Ok, so the weird thing here is that (a) my new erasable markers don’t like it when you rewrite over something you just erased and (b) we have 2 places that x is involved, so 2 starting points. But then I don’t know how they are going to add to equal 6. But (spoiler alert!) we *do* know what has to happen if we’re going to multiply to equal zero…

Here the two back arrows from zero come from the fact we had two x inputs. Pretty powerful, eh? Let’s try it on some other tricky problems, like rational exponents:

Ok, guys, we’re going to jump into the deep end now….ABSOLUTE VALUE!

Holy cow I’m in LOVE LOVE LOVE with having to “unabsolute value” as a step, because of course to “unabsolute value” you go back to positive or negative.

But wait, what about….

Ok, ok, a little tricky, but not undo-able.

Now I did have trouble with this problem:

I wasn’t sure if my beginning value should be x or 5. When I tried it with 5, I thought of it as “If I’m at 125, what root would I need to get to 5? Oh, the third root. That means the original operation in the top line needs to be the inverse of the third root, which is cubing, which means x = 3.”

But if I keep my beginning value as x, then it leads into a nice intro/need for logs:

And then I went crazy with the log problems! (Although not pictured is two logs equal to each other, e.g. log (x + 7) = log (2x – 4). I’ll leave it as an exercise for the reader; it really is quite pretty.)

The last one being another case of, “Uh-oh, need to rewrite this as something isn’t so ambiguous.” Another case of that:

Ok, ok, I don’t know why I didn’t have two starting x’s and then divide them, but isn’t it just beautiful how it works out this way? So I went some more down that path:

Then I thought of other problems that cause students anguish, and immediately thought of the difference between 2sin(x) and sin(2x):

After this, my brain was pretty much done for the day. Or at least, I thought it was. Then I had a shower thought (where all problems are solved): hey, wonder if I could tie it to graphing transformations?

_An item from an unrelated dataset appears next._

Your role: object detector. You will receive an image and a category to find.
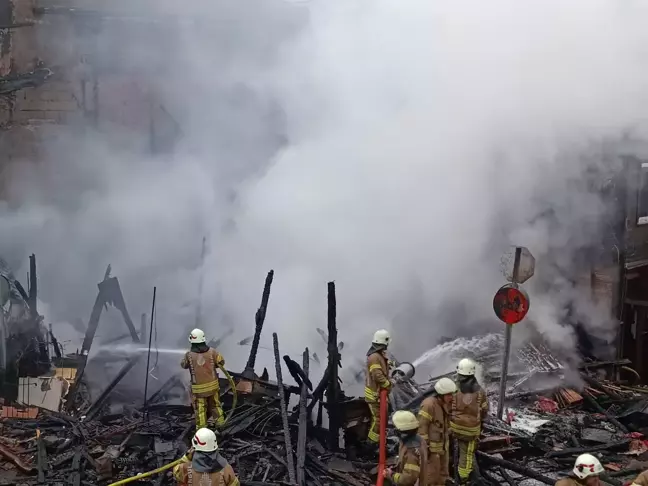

GAH!!!!! So you go through all the steps, then find your parent function, in this case absolute value. You have to use inverses to get to x (minus three, or in this case three to the left) and OH I SHOULD HAVE PUT = Y AT THE VERY END BECAUSE THEN YOU TRAVEL “FORWARD” (stretch 2, down 4) FROM THE PARENT FUNCTION TO GET TO Y.

Another one? ANOTHER ONE!

I don’t know why you would want it, but if you did want all of these examples in one pdf, here you go. Now there are some drawbacks as I’ve mentioned: things need to be simplified first, somethings get a little wonky, how will this work for trickier equations; but I think Kayne sums it up pretty nicely:

Would love any thoughts/opinions/comments/suggestions/epiphanies!

## Carl

July 6, 2015 at 8:30 am

This totally made my day. Then I felt really sad.

When I thought ninth grade I remember telling kids to stop using this picture method that they love because in order to do more sophisticated math they’ll need to learn the “stack” method, as if this picture method only works for two step equations. Now I know that this method could be used as a way to help all kids really understand the fundamental rules of math. Awesome!

## Meg Craig

July 6, 2015 at 8:46 am

I’m guilty of making them do “big people” math, too, when “common sense” math would work just as well. Now you can tell the kids that they were right, and they’ll love to hear that!

## The Flowchart Method: Learn It, Love it, Log it. – Insert Clever Math Pun Here

March 31, 2016 at 1:42 pm

[…] readers of my blog may remember my ramblings of the “flowchart method” last summer (and my use of it at the start of the year in Algebra II). After not focusing on […]

## Jennifer Kelly

April 21, 2017 at 7:06 am

Thank you for posting this. I found this post over the summer and used this method for solving equations with variables on one side and for finding inverses. My students are in a class called algebraic reasoning, which is a bridge course between algebra 1 and algebra 2. They have been extremely successful using this method.

## Meg Craig

May 8, 2017 at 8:33 pm

Awesome!! I am so glad this helped your students be successful and I’m so glad you let me know!